40歳アリリタ(早期退職)達成者のブログ

メインは書評(自分語り)。色々と経験する中で自分の生き方が固まり、2014/11/02の記事を集大成に方針確定。2020年3月末、40歳にてアリリタ達成!

反省させると犯罪者になります

反省させると犯罪者になります (新潮新書)

反省させると犯罪者になります (新潮新書)

自分が起こした問題行動が明るみに出たときに最初に思うことは、反省ではありません。たいていは「後悔」なのです。「後悔」と「反省」はまったく違います。悪いことをしてバレたときの人間の心理は、反省とはほど遠いのです。
もし容疑者が反省の言葉を述べたとしたら、疑わないといけません。多くの場合、自分の罪を軽くしたいという意識が働いているか、ただ上辺だけの表面的な「反省の言葉」を述べているにすぎません。


問題を抱えた人は、幼少期の頃から親に自分の言い分を聞いてもらえず、言いたいことを言おうものなら、すぐさま親から「甘えるな」「口答えするな」と反省させられ、否定的な感情を心のなかに深く抑圧していることです。したがって、否定的感情を外に出すことが、心の病を持った人の「回復する出発点」と考えるようになりました。


私は子どもの問題行動を歓迎しています。なぜなら問題行動とは、「自己表現」の一つだからです。
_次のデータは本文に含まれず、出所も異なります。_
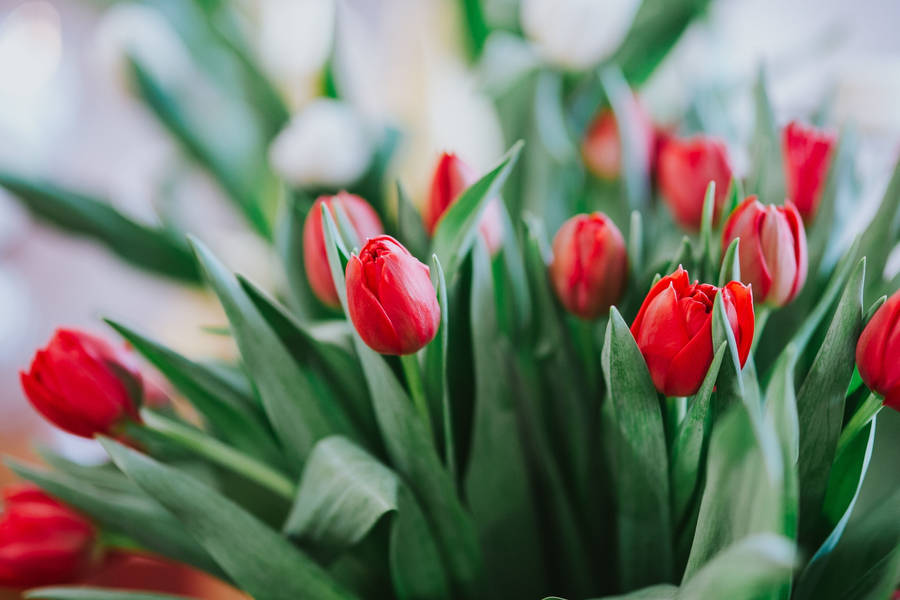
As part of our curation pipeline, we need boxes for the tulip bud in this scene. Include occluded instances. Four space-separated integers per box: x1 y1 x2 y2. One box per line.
581 101 656 180
303 192 384 308
856 292 900 410
782 121 835 223
722 196 807 306
550 212 628 319
346 235 441 354
631 266 753 396
657 136 731 231
0 486 95 588
422 152 503 254
19 329 142 438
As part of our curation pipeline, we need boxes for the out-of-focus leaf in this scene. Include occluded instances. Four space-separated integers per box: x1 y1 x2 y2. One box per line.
797 258 866 539
0 173 200 283
100 438 355 600
601 307 673 589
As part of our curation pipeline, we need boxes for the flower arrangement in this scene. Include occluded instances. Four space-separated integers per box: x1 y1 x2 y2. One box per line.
0 0 900 600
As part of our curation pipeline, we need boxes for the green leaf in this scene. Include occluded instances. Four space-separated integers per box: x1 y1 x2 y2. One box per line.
601 307 673 589
322 212 481 595
100 438 354 600
797 258 866 539
192 240 348 471
6 459 222 576
465 240 546 598
107 320 286 469
24 587 188 600
0 172 200 283
747 68 786 204
432 142 523 282
678 533 795 600
284 436 451 598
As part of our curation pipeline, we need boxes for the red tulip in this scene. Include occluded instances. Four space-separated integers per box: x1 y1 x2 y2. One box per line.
722 196 807 306
657 136 731 230
422 152 503 254
303 192 384 308
631 267 753 396
346 235 441 354
581 101 656 179
19 329 142 438
0 486 95 588
856 292 900 410
550 212 628 319
782 121 835 223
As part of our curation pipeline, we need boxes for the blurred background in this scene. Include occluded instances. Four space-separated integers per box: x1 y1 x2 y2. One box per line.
0 0 900 592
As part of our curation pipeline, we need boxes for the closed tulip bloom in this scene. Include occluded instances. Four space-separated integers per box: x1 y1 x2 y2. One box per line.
631 267 754 396
782 121 835 223
856 292 900 410
722 196 808 306
422 152 503 254
550 212 628 319
19 329 142 438
657 136 731 231
0 486 96 588
346 235 441 355
303 192 384 308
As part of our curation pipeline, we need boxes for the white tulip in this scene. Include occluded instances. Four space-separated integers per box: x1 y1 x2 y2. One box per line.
269 99 372 187
521 0 641 69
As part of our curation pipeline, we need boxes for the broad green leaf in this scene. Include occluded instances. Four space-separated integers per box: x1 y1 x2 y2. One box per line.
192 241 349 471
0 172 200 283
465 240 546 598
100 438 354 600
678 533 796 600
6 459 222 576
797 258 866 539
284 436 451 598
671 342 728 525
432 142 522 282
322 212 482 595
601 307 673 589
747 68 786 204
107 321 286 468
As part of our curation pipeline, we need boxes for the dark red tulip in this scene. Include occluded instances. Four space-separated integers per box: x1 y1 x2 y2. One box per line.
782 121 835 223
722 196 808 306
0 486 96 588
303 192 384 308
856 292 900 410
550 212 628 319
631 267 754 396
346 235 441 354
20 329 142 438
657 136 732 231
422 152 503 254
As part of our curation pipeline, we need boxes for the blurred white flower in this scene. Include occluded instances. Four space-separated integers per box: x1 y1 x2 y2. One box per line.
269 99 372 187
521 0 641 69
91 3 193 93
257 0 335 107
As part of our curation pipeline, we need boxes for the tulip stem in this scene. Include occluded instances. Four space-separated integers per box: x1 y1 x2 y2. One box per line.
400 353 434 439
141 410 294 501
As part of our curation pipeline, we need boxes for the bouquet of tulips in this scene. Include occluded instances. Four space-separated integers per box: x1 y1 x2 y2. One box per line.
0 0 900 600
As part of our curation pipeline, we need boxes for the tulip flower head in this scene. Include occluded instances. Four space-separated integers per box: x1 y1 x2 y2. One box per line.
0 486 96 588
550 212 628 319
422 152 503 254
346 235 441 355
657 136 732 231
722 196 808 306
782 121 835 223
631 266 754 396
856 292 900 410
303 192 384 308
19 329 142 438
「しんどさ」が表面化したと捉えることができるのです。「しんどさ」をキャッチして、反省させるのではなく、ケアする視点が必要です。


「我慢できること」「1人で頑張ること」「弱音を吐かないこと」「人に迷惑をかけないこと」といった価値観は、社会生活を送るうえでは必要なことです。
しかしこれらの価値観は、子どもに(大人にとっても)生き辛さを与える側面があることに気づいている人は少ないでしょう。「我慢できること」は、見方を変えれば、「自分の気持ちを出さないこと」になります。そうするとストレスがたまっていき、爆発(犯罪か心の病気)を引き起こすことになります。また、我慢をすることは、「人に頼らない態度」を身に付けることになり、他者との間に良い人間関係を築けなくなります。


自分の弱さもダメな部分も欠点も、すべてありのままの自然な姿を見せられる親は、親自身が「ありのままの自分」を受け入れている。「しっかりした親」は、「ありのままの自分」ではいけないというメッセージをたくさん持っている親なのです。



感想
HONZって書評サイトで紹介されているのを見て、面白そうだと思って読んでみた本。著者の主張にすごく納得できて、ためになった。また、自分にも返ってくる、考えさせられる内容だった。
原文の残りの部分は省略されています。